Special Instructions
Available for the proband only (single individual). Reflex to exome is available when CMA or targeted panels are non‑diagnostic, using the same sample without additional ordering steps or sample requirements.
Limitations
Not available in New York State (specifically for GenomeDx™ Prenatal).
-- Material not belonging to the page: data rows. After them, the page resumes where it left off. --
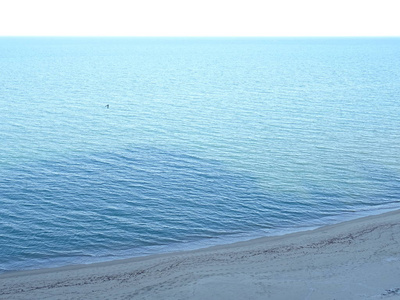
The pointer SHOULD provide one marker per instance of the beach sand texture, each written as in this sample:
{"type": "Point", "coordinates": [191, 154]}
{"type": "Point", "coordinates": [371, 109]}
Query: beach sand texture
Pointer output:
{"type": "Point", "coordinates": [359, 259]}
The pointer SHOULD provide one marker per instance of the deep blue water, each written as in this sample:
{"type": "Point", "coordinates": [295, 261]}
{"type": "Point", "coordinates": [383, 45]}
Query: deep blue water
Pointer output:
{"type": "Point", "coordinates": [205, 141]}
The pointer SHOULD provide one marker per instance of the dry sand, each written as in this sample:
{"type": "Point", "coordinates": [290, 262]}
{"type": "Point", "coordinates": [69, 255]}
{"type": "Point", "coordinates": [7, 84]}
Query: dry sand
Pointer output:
{"type": "Point", "coordinates": [359, 259]}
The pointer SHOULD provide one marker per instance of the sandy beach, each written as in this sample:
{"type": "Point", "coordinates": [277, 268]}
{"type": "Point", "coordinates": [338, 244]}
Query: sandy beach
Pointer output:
{"type": "Point", "coordinates": [359, 259]}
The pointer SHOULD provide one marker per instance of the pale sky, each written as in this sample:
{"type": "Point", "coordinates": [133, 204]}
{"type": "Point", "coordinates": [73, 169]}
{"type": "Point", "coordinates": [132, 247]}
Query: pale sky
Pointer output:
{"type": "Point", "coordinates": [199, 18]}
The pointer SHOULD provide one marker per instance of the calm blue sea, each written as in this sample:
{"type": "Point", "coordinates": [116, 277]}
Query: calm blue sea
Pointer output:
{"type": "Point", "coordinates": [204, 141]}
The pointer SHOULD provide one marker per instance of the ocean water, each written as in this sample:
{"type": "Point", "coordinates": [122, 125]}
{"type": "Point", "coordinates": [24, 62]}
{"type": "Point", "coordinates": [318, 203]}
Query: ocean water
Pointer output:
{"type": "Point", "coordinates": [204, 141]}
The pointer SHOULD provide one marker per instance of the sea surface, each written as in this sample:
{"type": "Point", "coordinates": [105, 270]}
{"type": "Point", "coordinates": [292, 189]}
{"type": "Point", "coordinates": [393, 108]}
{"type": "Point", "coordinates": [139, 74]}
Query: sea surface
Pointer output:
{"type": "Point", "coordinates": [121, 147]}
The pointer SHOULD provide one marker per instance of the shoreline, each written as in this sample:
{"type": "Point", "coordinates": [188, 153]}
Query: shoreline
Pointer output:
{"type": "Point", "coordinates": [357, 259]}
{"type": "Point", "coordinates": [212, 242]}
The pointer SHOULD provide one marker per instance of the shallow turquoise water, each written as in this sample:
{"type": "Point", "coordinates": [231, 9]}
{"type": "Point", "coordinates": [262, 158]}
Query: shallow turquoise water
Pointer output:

Turnaround time estimates are based on processing timelines and may be extended in circumstances outside the laboratory’s control.
Methodology
NGS
Biomarkers
Result Turnaround Time
14 days
Related Documents
For more information, please review the documents below
Specimen
Other
Volume
Not provided
Minimum Volume
Not provided
Collection Instructions
Accepts amniotic fluid, cultured amniocytes, cultured chorionic villi (CVS), products of conception (POC), and extracted DNA. A maternal blood or buccal sample is required to conduct maternal cell contamination (MCC) studies.